Here we view the duty as multiple-choice QA. At each step, the present game state is treated because the query and must predict the following motion from a set of candidates. Much like RL agents, the model is given the environment remark (𝑜𝑏𝑣), inventory (𝑖𝑛𝑣), and task description (𝑑𝑒𝑠𝑐) at every step. Then we concatenate it with each motion and let the LM select the motion with the best rating. Given the massive set of possible actions, we only randomly select 𝑛=4 distractor actions during training to cut back the computational burden, the LM is trained with cross-entropy loss to pick out the proper motion. At inference time, the model assigns scores for all valid actions, and we use top-p sampling for motion selection to forestall it from being stuck in an motion loop. We formalize three knowledge-injection strategies for the baseline RoBERTa model.
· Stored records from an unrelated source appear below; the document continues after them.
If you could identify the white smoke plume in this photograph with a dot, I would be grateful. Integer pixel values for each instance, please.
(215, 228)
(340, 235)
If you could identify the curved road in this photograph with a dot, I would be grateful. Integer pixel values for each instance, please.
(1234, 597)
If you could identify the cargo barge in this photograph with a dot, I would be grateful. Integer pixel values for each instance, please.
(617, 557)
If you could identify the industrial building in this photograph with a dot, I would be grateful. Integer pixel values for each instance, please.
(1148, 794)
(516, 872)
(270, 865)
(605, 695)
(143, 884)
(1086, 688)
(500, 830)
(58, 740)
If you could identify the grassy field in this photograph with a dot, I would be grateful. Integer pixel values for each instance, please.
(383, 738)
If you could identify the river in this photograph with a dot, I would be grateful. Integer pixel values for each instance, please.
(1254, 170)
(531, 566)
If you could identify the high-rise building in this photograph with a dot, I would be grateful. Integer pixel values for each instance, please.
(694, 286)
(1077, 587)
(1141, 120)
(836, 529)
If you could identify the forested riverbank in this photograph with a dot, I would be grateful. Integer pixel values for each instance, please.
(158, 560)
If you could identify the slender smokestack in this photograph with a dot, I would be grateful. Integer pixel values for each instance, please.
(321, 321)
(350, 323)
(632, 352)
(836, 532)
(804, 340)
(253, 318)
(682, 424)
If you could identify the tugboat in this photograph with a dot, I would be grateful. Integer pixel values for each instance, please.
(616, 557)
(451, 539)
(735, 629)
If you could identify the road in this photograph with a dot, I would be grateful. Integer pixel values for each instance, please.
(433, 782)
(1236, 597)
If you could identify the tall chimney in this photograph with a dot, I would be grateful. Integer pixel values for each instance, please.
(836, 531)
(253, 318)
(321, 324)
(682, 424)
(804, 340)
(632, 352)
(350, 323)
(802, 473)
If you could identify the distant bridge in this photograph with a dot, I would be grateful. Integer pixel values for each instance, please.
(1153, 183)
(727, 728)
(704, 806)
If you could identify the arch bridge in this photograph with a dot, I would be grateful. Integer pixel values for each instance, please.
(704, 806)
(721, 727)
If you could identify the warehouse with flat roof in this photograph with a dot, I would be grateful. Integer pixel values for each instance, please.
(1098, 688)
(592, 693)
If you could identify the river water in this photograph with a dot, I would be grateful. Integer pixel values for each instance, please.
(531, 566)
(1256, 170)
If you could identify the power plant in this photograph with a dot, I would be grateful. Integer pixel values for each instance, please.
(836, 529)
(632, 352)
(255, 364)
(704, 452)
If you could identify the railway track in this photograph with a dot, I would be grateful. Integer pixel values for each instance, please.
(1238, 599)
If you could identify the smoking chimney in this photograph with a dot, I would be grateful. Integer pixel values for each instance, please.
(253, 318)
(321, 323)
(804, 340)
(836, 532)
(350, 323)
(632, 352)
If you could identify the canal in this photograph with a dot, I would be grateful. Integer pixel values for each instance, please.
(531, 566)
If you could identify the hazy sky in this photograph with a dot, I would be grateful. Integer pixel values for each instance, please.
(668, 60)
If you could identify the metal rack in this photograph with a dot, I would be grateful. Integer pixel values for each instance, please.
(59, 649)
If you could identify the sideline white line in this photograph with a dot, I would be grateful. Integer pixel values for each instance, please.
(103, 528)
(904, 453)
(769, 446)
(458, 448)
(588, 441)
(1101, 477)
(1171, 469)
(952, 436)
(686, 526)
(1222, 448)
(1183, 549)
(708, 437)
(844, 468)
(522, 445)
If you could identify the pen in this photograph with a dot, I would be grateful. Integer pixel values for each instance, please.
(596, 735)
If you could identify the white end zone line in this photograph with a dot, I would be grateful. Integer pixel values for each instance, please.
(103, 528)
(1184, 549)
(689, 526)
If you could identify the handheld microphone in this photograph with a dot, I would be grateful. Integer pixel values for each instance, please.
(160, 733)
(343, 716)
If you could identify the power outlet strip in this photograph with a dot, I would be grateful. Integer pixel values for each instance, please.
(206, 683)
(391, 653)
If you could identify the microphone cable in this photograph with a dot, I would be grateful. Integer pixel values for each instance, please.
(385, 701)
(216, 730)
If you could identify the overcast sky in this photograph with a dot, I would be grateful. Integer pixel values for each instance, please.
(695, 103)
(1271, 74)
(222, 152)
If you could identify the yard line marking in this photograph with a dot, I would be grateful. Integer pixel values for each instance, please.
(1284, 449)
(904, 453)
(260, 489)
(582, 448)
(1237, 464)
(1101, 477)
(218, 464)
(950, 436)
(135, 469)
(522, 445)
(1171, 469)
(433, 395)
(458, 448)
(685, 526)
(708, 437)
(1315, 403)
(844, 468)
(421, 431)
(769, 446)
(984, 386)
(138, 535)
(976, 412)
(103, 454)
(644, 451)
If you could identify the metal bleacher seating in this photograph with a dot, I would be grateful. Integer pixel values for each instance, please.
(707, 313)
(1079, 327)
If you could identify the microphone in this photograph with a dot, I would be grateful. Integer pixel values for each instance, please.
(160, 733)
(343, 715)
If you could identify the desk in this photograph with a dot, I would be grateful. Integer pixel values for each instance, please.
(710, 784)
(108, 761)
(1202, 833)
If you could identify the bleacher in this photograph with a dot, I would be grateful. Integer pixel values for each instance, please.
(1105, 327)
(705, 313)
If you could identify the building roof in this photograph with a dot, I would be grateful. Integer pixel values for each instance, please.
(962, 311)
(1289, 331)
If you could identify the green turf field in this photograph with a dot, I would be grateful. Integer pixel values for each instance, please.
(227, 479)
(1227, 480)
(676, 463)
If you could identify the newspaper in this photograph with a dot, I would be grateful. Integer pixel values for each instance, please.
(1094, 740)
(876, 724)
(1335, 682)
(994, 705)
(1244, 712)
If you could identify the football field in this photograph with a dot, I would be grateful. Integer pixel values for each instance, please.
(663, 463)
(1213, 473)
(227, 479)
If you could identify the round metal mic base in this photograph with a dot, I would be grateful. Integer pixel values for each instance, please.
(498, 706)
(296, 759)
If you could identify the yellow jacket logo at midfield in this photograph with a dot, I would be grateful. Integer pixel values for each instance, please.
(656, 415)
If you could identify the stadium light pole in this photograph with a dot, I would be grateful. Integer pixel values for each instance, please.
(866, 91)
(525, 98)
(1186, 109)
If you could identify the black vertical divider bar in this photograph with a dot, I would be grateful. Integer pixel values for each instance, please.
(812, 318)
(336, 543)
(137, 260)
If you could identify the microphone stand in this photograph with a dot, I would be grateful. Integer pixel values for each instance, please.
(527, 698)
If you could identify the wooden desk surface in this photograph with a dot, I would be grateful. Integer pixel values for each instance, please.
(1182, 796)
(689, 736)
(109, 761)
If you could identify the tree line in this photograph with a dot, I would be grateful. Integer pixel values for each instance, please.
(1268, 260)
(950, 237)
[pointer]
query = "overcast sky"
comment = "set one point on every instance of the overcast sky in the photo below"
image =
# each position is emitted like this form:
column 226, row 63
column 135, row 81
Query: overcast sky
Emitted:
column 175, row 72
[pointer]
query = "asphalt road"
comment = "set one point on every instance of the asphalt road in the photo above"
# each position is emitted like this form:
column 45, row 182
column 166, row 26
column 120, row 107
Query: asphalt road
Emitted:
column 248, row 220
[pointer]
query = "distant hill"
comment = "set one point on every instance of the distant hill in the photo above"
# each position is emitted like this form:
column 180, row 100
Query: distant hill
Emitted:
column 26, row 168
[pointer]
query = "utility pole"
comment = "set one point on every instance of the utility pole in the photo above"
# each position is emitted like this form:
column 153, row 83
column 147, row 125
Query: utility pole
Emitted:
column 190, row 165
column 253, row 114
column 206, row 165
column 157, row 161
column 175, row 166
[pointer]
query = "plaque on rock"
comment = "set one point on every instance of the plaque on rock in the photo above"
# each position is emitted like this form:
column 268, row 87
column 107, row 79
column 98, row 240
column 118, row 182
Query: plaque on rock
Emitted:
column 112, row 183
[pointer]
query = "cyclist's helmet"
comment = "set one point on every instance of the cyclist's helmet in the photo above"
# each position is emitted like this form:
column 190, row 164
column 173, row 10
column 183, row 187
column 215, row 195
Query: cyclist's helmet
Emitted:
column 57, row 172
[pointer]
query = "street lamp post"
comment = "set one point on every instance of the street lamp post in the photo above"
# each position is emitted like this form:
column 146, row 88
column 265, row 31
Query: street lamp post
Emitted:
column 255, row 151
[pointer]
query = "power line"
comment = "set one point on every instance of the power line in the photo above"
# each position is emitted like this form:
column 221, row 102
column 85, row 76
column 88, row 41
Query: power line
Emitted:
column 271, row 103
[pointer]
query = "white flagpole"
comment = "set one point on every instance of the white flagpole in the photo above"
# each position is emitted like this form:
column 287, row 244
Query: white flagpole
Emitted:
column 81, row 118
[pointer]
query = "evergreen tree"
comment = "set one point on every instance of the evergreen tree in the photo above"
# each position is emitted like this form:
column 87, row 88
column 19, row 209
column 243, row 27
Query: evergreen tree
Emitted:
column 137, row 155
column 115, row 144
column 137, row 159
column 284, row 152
  1. mca: Here, we enable the LM to concentrate on its past correct actions by incorporating an MCA that lists them as a string, appended to the unique input. On account of token limitations of RoBERTa, we use a sliding window with size 𝐴=5, i.e., at each step, the model sees at most the past
    𝐴 correct actions.
  2. aff: We inject affordance knowledge into the LM by first adapting it on a subset of the Commonsense Knowledge Graph containing object utilities. We adapt the model via an auxiliary QA task following prior knowledge injection work [6]. We use pretraining as a substitute of easy concatenation for input resulting from the substantial volume of affordance knowledge triples, which can’t be simply concatenated to the input of RoBERTa resulting from limited input length. Pre-training on affordances through an auxiliary QA task alleviates this challenge, while still enabling the model to learn the relevant knowledge. We then finetune our task model on top of the utility-enhanced model, as described within the baseline.
  3. aff ⊕ mca: This variation simply combines mca and aff.
Figure 4: RoBERTa architecture trained using distractors.

Instruction-tuned LM — Flan T5 [7][8] (Fig. 5)

The Swift model inherently integrates the historical context of the preceding ten actions. Notably, in contrast to the three previously examined models that exclusively consider the history of the last ten correct actions, the Swift model adheres to its original design by encompassing the complete history of the ten previous actions. To ascertain a comparable baseline model to the methodology applied within the preceding three architectures, we omit the motion history from the Swift model. The unaltered variation of Swift is herein denoted because the mca version. Moreover, incorporation of affordance into the baseline model yields the aff model. Similarly, integration of affordances inside the mca version led to the formation of the aff ⊕ mca model. These affordances are introduced into the first input sequence immediately following the inventory data and preceding details about visited rooms.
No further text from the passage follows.